I think we all get tired of looking like we have it all together.  Adjust your tie, fix your cuffs, put on your most convincing, fakest smile, and shake everybody’s hand.  “Oh yes, Bill, the golf game’s great.  Family’s great.  Business is great.”  But, Bill, let’s not talk about my daughter’s anorexia.  Or my wife’s depression.  My own struggle with pornography.  Let’s not talk about how tired you are because the burden of caring for your parents fell to you.  Let’s not talk about the rumors: you’re having an affair and your son has a drinking problem.”

I get so tired of having to be “impressive.”  Maybe I put this pressure on myself:  to make something of myself, to choose a career, to fulfill my potential.  Yes, God gave me certain talents and abilities.  People tell me they enjoy reading what I have written.  In the past, I have taken the compliment as a firebrand. 

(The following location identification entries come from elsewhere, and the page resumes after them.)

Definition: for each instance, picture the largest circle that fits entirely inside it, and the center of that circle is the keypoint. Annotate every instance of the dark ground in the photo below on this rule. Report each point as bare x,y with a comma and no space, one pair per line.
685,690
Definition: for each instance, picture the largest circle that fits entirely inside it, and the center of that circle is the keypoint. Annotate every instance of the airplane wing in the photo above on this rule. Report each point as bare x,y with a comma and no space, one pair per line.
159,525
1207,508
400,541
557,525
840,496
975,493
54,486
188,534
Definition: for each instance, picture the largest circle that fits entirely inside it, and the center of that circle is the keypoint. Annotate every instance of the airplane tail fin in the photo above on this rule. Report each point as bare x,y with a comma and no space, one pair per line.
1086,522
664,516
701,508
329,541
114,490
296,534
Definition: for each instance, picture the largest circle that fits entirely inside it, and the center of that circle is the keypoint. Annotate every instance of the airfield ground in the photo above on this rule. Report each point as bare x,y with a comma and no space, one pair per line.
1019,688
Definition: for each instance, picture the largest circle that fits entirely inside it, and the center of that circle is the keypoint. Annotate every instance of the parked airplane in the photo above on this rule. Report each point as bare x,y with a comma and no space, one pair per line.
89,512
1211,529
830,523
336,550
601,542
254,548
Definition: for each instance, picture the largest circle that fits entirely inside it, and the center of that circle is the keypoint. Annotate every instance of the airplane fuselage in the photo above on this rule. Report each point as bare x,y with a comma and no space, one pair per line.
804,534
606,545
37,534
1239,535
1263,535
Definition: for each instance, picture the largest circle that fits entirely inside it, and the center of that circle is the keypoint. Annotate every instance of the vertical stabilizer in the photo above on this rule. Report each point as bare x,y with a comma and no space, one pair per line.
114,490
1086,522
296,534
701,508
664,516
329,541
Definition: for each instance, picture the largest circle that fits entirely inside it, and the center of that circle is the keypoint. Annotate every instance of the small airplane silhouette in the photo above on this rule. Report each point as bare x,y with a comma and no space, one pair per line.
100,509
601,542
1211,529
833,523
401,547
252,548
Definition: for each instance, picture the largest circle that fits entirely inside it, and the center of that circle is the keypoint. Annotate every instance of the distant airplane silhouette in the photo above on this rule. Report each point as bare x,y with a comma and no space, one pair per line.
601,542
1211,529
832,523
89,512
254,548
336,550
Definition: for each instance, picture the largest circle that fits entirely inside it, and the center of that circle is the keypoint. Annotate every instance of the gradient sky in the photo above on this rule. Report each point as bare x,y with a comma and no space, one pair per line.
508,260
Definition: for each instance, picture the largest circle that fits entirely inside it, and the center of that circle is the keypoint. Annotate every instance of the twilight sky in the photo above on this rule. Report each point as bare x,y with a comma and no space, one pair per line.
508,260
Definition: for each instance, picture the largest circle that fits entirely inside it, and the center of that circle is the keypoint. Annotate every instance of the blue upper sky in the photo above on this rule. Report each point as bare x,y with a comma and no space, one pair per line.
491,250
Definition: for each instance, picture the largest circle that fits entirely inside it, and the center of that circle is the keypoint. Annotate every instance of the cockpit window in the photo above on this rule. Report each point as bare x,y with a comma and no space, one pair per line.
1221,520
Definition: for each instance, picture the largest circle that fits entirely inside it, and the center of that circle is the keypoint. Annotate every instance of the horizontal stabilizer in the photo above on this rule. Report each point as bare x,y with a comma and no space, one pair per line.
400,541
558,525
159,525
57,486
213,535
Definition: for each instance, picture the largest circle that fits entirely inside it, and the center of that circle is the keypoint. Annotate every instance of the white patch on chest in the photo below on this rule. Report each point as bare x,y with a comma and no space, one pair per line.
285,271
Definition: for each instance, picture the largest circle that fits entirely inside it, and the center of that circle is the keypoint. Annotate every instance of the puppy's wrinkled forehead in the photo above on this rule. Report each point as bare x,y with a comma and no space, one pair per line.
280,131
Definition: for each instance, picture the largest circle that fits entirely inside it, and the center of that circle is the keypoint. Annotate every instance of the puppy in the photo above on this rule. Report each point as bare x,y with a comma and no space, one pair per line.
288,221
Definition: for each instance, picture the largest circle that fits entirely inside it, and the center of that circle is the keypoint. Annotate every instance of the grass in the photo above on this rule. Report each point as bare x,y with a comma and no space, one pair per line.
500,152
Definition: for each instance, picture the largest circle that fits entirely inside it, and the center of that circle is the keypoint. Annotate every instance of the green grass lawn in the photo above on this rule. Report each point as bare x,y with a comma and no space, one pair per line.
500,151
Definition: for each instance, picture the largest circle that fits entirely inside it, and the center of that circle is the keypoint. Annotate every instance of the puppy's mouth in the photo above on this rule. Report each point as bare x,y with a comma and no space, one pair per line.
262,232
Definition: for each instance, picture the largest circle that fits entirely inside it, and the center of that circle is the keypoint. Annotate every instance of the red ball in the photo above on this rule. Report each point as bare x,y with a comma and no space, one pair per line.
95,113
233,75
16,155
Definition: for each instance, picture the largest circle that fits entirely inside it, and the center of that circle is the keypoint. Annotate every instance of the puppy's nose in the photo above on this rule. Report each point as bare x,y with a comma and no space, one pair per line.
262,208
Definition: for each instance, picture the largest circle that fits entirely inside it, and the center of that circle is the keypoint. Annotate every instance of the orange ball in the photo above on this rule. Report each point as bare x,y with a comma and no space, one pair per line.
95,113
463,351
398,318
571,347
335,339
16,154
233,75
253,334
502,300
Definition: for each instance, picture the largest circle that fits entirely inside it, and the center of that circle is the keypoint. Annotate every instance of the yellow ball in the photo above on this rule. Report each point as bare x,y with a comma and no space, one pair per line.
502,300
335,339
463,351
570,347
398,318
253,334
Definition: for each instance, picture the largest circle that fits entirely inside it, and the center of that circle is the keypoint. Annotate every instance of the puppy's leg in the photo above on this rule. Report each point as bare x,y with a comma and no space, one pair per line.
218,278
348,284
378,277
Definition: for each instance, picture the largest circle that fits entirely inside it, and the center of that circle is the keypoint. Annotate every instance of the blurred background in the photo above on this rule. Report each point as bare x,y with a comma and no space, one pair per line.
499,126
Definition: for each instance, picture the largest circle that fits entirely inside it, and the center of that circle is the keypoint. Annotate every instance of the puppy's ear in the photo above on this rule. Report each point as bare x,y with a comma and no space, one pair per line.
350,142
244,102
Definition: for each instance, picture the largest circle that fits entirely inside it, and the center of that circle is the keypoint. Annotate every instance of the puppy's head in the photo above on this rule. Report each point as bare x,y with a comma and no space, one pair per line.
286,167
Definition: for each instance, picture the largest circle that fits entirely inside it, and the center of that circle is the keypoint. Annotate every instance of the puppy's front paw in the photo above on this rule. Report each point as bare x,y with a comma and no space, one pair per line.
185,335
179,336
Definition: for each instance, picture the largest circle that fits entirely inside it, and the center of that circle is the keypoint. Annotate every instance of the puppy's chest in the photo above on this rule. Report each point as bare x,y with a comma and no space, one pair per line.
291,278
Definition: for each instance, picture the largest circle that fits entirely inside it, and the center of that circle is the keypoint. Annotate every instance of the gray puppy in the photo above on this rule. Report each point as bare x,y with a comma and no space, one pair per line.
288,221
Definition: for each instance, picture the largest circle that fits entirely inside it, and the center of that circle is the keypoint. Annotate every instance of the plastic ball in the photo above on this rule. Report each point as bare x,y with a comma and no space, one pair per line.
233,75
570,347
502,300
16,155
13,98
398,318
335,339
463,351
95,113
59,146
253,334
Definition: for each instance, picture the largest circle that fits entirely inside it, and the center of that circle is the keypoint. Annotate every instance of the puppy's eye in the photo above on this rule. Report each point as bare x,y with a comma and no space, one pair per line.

It’s as if I am riding a horse at a comfortable trot, and somebody comes along and says I have a natural ability.  I am a good rider.  What do I do?  I put that firebrand to the flank of the horse, and off we go at a helter-skelter gallop.  I work so hard at trying to be brilliant at what I’m doing that the horse starts frothing at the mouth.  I’m killing the horse, I don’t notice the flowers’ perfume or the magnificent old trees on the edges of the pasture.  I don’t appreciate the sweetness of the breeze, the touch of the sun on my skin, or the immense power of the animal underneath me. 

I stop enjoying myself because I strive to earn a compliment that was given as a gift. 

Last night at a Spirituality Practice Group at Bongo Java, I realized how much I strive to earn grace.  Scott Owings, the Minister of Spiritual Formation at Otter Creek Church, has been leading us in some Ignatian Contemplation exercises, that is, St. Ignatius of Loyola who founded the Jesuit order in the Roman Catholic Church.  St. Ignatius believed in the importance of “imagination” in the Christian disciplines.

This particular exercise involved imagining that an artist had sculpted my likeness for public exhibition.  The artist gave me a key and as much time as I wanted to examine the statue.  I imagined an old fashioned key with two teeth on it and a trefoil handle.  It let me into a room with hardwood floors.  Each step echoed in the dark.  In the middle, illuminated by light coming through the windows, was my statue.  I tugged the sheet, and it slipped to the floor.  I looked at the statue.  Exaggerated cheekbones; prominent, blade-like nose; deep eye sockets; a mouth opened and hard with effort.  I was naked above the waist and flinging a spear. I talked to the statue.  The statue talked to me.  Jesus came into the room and asked me why I was filled with so much rage, why I felt the need to take power for myself and use it.  “Why won’t you sit at my feet?”  

Why won’t we just sit at his feet? We can no more earn or lose his love than we can stop the sun from shining or change the tides. I’m learning to sit still and receive God’s love for me as the extravagant gift that it is.